After Sutherland filed her putative class action in federal court, E&Y filed a motion to dismiss or stay the proceedings, and to compel arbitration on an individual basis.  The U.S. District Court for the Southern District of New York denied the motion, and E&Y appealed.  The Second Circuit reversed the District Court’s order.

The Second Circuit noted that the FAA establishes a liberal federal policy favoring arbitration and that federal courts should enforce arbitration agreements according to their terms unless there is a contrary congressional command overriding the FAA’s mandate in favor of arbitration.  The Second Circuit held that the FLSA contains no contrary congressional command against waiving class actions.  The court reasoned that since Section 16(b) of the FLSA requires an employee to affirmatively opt-in to any collective action brought under the statute, the employee surely also has the power to waive participation in class proceedings as well.  Notably, the Second Circuit expressly declined to follow the National Labor Relations Board’s decision in D. R. Horton, Inc., which held that a waiver of the right to pursue a claim under the FLSA collectively in any forum violates the National Labor Relations Act.
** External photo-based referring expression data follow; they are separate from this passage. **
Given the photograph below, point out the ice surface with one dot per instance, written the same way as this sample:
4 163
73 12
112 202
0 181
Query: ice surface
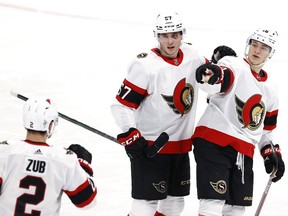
76 52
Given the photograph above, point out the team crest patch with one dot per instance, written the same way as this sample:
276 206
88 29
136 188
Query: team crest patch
250 113
142 55
219 187
161 186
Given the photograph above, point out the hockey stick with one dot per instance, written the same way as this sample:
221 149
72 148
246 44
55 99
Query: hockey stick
272 175
151 151
74 121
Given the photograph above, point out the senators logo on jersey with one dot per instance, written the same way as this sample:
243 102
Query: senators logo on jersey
250 113
182 99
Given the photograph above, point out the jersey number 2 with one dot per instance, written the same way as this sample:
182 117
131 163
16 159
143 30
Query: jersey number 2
33 199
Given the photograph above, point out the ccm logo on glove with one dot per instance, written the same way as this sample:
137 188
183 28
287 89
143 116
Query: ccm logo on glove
129 137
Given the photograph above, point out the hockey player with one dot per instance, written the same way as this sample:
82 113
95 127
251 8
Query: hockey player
159 94
242 112
34 175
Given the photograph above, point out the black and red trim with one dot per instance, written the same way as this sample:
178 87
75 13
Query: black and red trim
223 139
131 95
227 81
270 121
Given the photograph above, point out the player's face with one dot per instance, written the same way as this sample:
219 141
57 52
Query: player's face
170 43
258 52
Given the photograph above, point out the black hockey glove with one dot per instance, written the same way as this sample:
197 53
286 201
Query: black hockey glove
133 142
209 73
136 145
272 161
84 157
222 51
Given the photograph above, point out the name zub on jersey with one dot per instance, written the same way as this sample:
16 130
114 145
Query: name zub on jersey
35 165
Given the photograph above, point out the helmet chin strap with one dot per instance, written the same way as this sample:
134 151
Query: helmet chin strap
256 65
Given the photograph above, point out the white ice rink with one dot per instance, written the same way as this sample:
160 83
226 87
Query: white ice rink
76 52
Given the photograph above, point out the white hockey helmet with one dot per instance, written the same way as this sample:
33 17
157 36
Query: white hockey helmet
38 114
268 37
168 22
Sutherland asserted that the Second Circuit should invalidate the class action waiver in the arbitration agreement because the waiver prevented her from effectively vindicating her statutory claims, and thus operated as a prospective waiver of her "right to pursue” statutory remedies.  She argued that she could not effectively vindicate her FLSA claims because she had no financial incentive to pursue those claims on an individual basis.  She claimed that she would be forced to expend approximately $200,000 in an individual action to recover less than $2,000 in damages.  The District Court had been persuaded by this argument, relying on the Second Circuit’s 2009 decision in In re: American Express Merchants’ Litigation.

After the District Court’s ruling, however, the Supreme Court reversed the Second Circuit’s decision in American Express.  The Supreme Court held that the plaintiffs in that case could not justify the invalidation of a class action waiver under the “effective vindication doctrine” by showing that they had no economic incentive to pursue their antitrust claims individually in arbitration.  The Supreme Court noted that the mere fact that it was not worth the expense to prove a statutory remedy did not constitute an elimination of the right to pursue that remedy.  Accordingly, the Second Circuit concluded that its 2009 American Express decision, upon which the District Court relied, was no longer good law.

With this decision, the Second Circuit has joined the trend among the federal circuit courts to enforce class action waivers in FLSA lawsuits.  Given the high cost of litigating wage and hour class actions, arbitration agreements containing class action waivers can be a useful tool for some employers.  Employers should carefully evaluate whether it would be worthwhile to enter into arbitration agreements with employees and whether to include a class action waiver in such arbitration agreements.